New Philadelphia Flyers coach John Tortorella has a reputation.
It goes like this: He’s disliked by his players, he is impatient with youngsters, and he has a short shelf life.
Not true, say those who have played for him.
In a roundabout way, Flyers right winger Cam Atkinson campaigned for Tortorella, his coach in Columbus. Many other former players have also raved about the coach known as Torts.
Yes, he can get under players’ skin and, yes, he isn’t afraid to bench his top players if they aren’t performing up to expectations, but it’s because he cares and is trying to get the most out of everyone.
That’s the opinion of former Flyer Scott Hartnell, who played for Torts in Columbus.
“He’s a character. He’s demanding. Mentally, he’ll tear you down to nothing, then he’ll build (you and) everybody up. Like you’re a piece of the puzzle here and you’re a piece there,” Hartnell said recently on the Nasty Knuckles podcast.
‘One of my favorite coaches’
At one point, Hartnell called Tortorella a “maniac,” and seconds later said he was “one of my favorite coaches. I have a lot of respect for him — just the way he turned us around so quickly.”
Tortorella made Hartnell a healthy scratch one night, and the veteran left winger went into the coach’s office to discuss things.
“It was one of my first times getting scratched after 1,100 games or so, so I go to talk to him,” said Hartnell, now a Philadelphia Flyers analyst for NBC Sports Philadelphia. “We had it out a bit, and he said, ‘I appreciate you coming in here and talking to me like a man. There were a couple f-bombs and it was heated, and the next day he goes, ‘Don’t worry about it. You’re going to get back in. This is your chance to prove to the guys how good of a pro you are.’
“I think I scored four goals over the next five games,” Hartnell added, smiling, “and he’s probably like, ‘I’m a great coach!’ ”
Here’s the link to my latest Broad St. Bullcast for @phillyhockeynow, talking about the Torts Effect on the @NHLFlyers, the possible acquisition of Alex DeBrincat, and much more. Enjoy!https://t.co/p6seijBcjh
— Sam Carchidi (@BroadStBull) June 22, 2022
“I’m sure you’ve heard it all, but Torts will be loved by his players in Philly,” Sestito said. “I played for a few of the top coaches in the NHL, and he is the best by far. You always will know where you stand with him.”
Alain Vigneault and Mike Sullivan, who is probably Tortorella’s best friend, were among Sestito’s other coaches.
Sestito, who retired four years ago, called Tortorella a “players’ coach” and someone he’d “run through a brick wall” if he was asked.
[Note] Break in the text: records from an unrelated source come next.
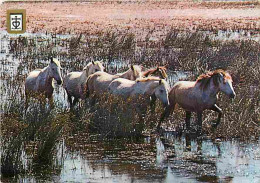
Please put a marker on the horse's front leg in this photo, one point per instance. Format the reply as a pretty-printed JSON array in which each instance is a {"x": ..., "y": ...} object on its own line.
[
  {"x": 75, "y": 101},
  {"x": 199, "y": 116},
  {"x": 219, "y": 110},
  {"x": 51, "y": 102},
  {"x": 187, "y": 120},
  {"x": 152, "y": 103},
  {"x": 168, "y": 110}
]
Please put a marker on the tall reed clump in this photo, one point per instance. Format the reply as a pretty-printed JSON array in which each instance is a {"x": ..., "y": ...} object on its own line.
[{"x": 112, "y": 116}]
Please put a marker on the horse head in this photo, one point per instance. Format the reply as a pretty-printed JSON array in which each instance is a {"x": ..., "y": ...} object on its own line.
[
  {"x": 136, "y": 72},
  {"x": 55, "y": 70},
  {"x": 161, "y": 91},
  {"x": 162, "y": 72},
  {"x": 225, "y": 84},
  {"x": 93, "y": 66}
]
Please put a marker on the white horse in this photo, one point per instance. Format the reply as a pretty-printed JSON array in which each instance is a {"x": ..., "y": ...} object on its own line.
[
  {"x": 144, "y": 87},
  {"x": 97, "y": 83},
  {"x": 74, "y": 82},
  {"x": 40, "y": 82},
  {"x": 196, "y": 96}
]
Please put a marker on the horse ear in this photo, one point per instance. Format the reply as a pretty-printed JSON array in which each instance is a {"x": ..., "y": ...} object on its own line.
[{"x": 132, "y": 67}]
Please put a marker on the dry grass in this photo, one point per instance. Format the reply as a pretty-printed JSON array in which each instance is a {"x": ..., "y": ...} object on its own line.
[{"x": 193, "y": 52}]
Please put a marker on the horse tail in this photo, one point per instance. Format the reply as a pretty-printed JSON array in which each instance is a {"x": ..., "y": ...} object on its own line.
[{"x": 86, "y": 91}]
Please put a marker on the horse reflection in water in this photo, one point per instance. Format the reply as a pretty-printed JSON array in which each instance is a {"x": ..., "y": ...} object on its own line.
[
  {"x": 159, "y": 71},
  {"x": 196, "y": 96},
  {"x": 39, "y": 83}
]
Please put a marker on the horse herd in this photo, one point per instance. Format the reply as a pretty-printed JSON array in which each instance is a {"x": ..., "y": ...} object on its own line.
[{"x": 93, "y": 82}]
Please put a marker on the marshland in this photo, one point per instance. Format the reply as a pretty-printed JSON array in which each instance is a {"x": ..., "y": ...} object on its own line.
[{"x": 109, "y": 142}]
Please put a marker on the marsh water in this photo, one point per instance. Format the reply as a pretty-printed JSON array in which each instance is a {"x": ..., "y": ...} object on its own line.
[{"x": 165, "y": 158}]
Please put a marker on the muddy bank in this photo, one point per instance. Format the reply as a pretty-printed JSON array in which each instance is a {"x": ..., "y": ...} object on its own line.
[{"x": 138, "y": 17}]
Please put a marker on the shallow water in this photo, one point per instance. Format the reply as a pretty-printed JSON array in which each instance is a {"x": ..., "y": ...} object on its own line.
[
  {"x": 168, "y": 158},
  {"x": 158, "y": 159}
]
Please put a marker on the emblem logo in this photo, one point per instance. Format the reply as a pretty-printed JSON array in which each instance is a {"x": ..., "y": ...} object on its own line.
[{"x": 16, "y": 21}]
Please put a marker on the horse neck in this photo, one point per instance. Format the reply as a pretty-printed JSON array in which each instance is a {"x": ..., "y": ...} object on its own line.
[
  {"x": 149, "y": 87},
  {"x": 147, "y": 73},
  {"x": 45, "y": 73},
  {"x": 84, "y": 74},
  {"x": 212, "y": 89}
]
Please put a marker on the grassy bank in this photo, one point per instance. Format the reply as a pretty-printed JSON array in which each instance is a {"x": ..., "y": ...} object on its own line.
[{"x": 38, "y": 129}]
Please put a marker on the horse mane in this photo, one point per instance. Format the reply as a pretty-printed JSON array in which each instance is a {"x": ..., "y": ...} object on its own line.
[
  {"x": 135, "y": 69},
  {"x": 204, "y": 79},
  {"x": 151, "y": 78},
  {"x": 56, "y": 61},
  {"x": 151, "y": 71}
]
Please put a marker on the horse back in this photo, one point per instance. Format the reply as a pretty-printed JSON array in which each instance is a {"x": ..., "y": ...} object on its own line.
[{"x": 30, "y": 81}]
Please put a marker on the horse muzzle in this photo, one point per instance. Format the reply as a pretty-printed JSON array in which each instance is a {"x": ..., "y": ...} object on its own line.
[
  {"x": 232, "y": 96},
  {"x": 59, "y": 82}
]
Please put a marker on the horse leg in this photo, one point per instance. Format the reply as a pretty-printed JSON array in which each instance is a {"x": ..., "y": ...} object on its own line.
[
  {"x": 93, "y": 100},
  {"x": 75, "y": 101},
  {"x": 199, "y": 116},
  {"x": 219, "y": 110},
  {"x": 70, "y": 100},
  {"x": 168, "y": 110},
  {"x": 51, "y": 102},
  {"x": 152, "y": 103},
  {"x": 187, "y": 120}
]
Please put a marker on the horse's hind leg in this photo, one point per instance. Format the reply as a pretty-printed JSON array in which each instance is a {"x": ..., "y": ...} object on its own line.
[
  {"x": 187, "y": 120},
  {"x": 199, "y": 129},
  {"x": 69, "y": 99},
  {"x": 219, "y": 110},
  {"x": 75, "y": 101},
  {"x": 51, "y": 102},
  {"x": 168, "y": 110},
  {"x": 152, "y": 103}
]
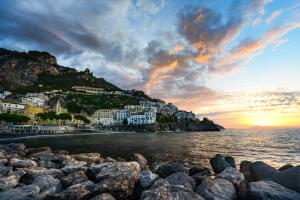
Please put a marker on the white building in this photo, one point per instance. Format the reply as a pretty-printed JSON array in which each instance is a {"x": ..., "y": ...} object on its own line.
[{"x": 103, "y": 117}]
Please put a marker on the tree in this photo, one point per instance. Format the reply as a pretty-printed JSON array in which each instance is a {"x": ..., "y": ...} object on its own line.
[{"x": 13, "y": 118}]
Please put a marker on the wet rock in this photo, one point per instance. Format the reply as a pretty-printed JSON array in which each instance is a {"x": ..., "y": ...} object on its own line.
[
  {"x": 74, "y": 178},
  {"x": 260, "y": 170},
  {"x": 168, "y": 168},
  {"x": 219, "y": 164},
  {"x": 141, "y": 160},
  {"x": 284, "y": 167},
  {"x": 289, "y": 178},
  {"x": 25, "y": 192},
  {"x": 34, "y": 173},
  {"x": 230, "y": 161},
  {"x": 264, "y": 190},
  {"x": 22, "y": 163},
  {"x": 104, "y": 196},
  {"x": 196, "y": 170},
  {"x": 48, "y": 184},
  {"x": 183, "y": 179},
  {"x": 245, "y": 169},
  {"x": 87, "y": 157},
  {"x": 216, "y": 189},
  {"x": 147, "y": 178},
  {"x": 172, "y": 192},
  {"x": 8, "y": 182},
  {"x": 116, "y": 178}
]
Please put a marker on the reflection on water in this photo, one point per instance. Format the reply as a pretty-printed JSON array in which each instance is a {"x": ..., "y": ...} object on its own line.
[{"x": 276, "y": 147}]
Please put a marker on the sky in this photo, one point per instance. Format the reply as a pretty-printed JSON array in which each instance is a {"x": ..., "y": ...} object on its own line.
[{"x": 236, "y": 62}]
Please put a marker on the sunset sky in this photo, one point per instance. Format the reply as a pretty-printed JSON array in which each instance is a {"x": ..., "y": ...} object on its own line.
[{"x": 236, "y": 62}]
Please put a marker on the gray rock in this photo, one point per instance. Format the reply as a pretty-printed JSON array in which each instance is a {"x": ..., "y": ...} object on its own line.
[
  {"x": 284, "y": 167},
  {"x": 172, "y": 192},
  {"x": 218, "y": 189},
  {"x": 9, "y": 182},
  {"x": 168, "y": 168},
  {"x": 26, "y": 192},
  {"x": 183, "y": 179},
  {"x": 260, "y": 170},
  {"x": 19, "y": 163},
  {"x": 141, "y": 160},
  {"x": 289, "y": 178},
  {"x": 265, "y": 190},
  {"x": 116, "y": 178},
  {"x": 230, "y": 161},
  {"x": 74, "y": 178},
  {"x": 219, "y": 164},
  {"x": 104, "y": 196},
  {"x": 87, "y": 157},
  {"x": 147, "y": 178},
  {"x": 245, "y": 169}
]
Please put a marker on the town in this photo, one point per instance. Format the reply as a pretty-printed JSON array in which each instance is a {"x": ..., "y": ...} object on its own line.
[{"x": 33, "y": 113}]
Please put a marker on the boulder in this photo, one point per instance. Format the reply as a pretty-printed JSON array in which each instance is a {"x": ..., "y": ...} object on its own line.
[
  {"x": 264, "y": 190},
  {"x": 230, "y": 161},
  {"x": 183, "y": 179},
  {"x": 168, "y": 168},
  {"x": 260, "y": 170},
  {"x": 104, "y": 196},
  {"x": 141, "y": 160},
  {"x": 25, "y": 192},
  {"x": 245, "y": 169},
  {"x": 48, "y": 184},
  {"x": 284, "y": 167},
  {"x": 172, "y": 192},
  {"x": 8, "y": 182},
  {"x": 196, "y": 170},
  {"x": 216, "y": 189},
  {"x": 87, "y": 157},
  {"x": 219, "y": 164},
  {"x": 22, "y": 163},
  {"x": 147, "y": 178},
  {"x": 74, "y": 178},
  {"x": 289, "y": 178},
  {"x": 116, "y": 178}
]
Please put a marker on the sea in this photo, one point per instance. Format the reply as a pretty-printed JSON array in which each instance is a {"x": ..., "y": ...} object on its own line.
[{"x": 276, "y": 147}]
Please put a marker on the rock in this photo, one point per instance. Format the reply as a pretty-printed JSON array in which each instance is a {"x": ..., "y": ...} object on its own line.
[
  {"x": 172, "y": 192},
  {"x": 75, "y": 166},
  {"x": 264, "y": 190},
  {"x": 25, "y": 192},
  {"x": 245, "y": 169},
  {"x": 260, "y": 170},
  {"x": 147, "y": 178},
  {"x": 48, "y": 184},
  {"x": 74, "y": 178},
  {"x": 196, "y": 170},
  {"x": 216, "y": 189},
  {"x": 289, "y": 178},
  {"x": 104, "y": 196},
  {"x": 284, "y": 167},
  {"x": 34, "y": 173},
  {"x": 87, "y": 157},
  {"x": 8, "y": 182},
  {"x": 141, "y": 160},
  {"x": 116, "y": 178},
  {"x": 75, "y": 192},
  {"x": 183, "y": 179},
  {"x": 219, "y": 164},
  {"x": 230, "y": 161},
  {"x": 22, "y": 163},
  {"x": 168, "y": 168}
]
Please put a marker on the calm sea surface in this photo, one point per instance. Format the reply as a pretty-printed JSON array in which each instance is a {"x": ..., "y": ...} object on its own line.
[{"x": 276, "y": 147}]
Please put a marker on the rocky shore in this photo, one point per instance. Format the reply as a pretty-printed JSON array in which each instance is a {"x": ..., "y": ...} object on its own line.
[{"x": 43, "y": 173}]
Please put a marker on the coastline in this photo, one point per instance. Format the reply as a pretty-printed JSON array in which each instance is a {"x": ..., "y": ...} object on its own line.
[{"x": 43, "y": 173}]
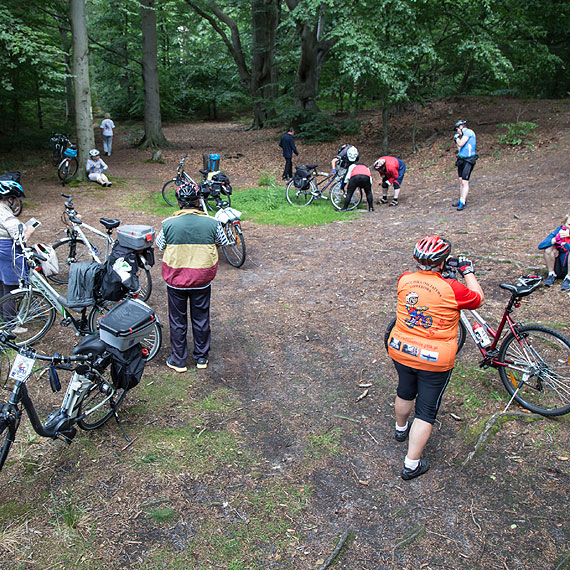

“His camps are rigorous. Very hard,” Sestito said Friday from his home in Rome, N.Y. “As a player, you go into camp and you’re probably hating him at that time, but once camp gets over and you start playing, he’s probably the coach who’s going to give you the most days off. And he doesn’t care if you’re a first-line guy or a fourth line guy. He treats everyone the same. Everybody has a role with him and you’ll know where you stand — and if you’re doing your part, you’re going to be on great terms with him.”
Tortorella, who turned 64 today, does not like morning skates and having the players put on their uniforms and skates twice in the same day. He is expected to leave it up to the Flyers players if they want to skate during the morning of a game.
When Sestito played for Tortorella in Vancouver, he remembers his former Columbus teammate, Derek Dorsett, asking about the coach.
“Torts get on you yet?” Dorsett asked.
“No, he’s been great,” Sestitio said.
A short time later, Sestito failed to clear the puck twice in one period. The big winger was no longer on Tortorella’s good side.
“We came in after the first intermission, and he’s like, ‘Tommy, if you can’t get the puck out of the zone, you’re going to go from four minutes (a night) to no minutes,” said Sestito, laughing at the memory. “Ever since then, I made sure I got the puck out.”
Sestito said the Flyers “obviously need to get some help with their roster, but I think he’s going to do great. The fans are are going to love him there. He speaks his mind, so I think the media will love him unless you get in a little tussle with him. He’s not afraid to give it back.”
Over the years, Sestito said, “I think he’s mellowed out a little. I still talk to him once in a while. He’s a very humble and very personable person. He likes to get to know the players, their families, and he’s real easy to talk to. Some coaches aren’t like that. They couldn’t care less about your family life or what you’ve got going on.
“He’s just a real genuine person; he’s got a good soul.”
Despite the reputation that has followed him.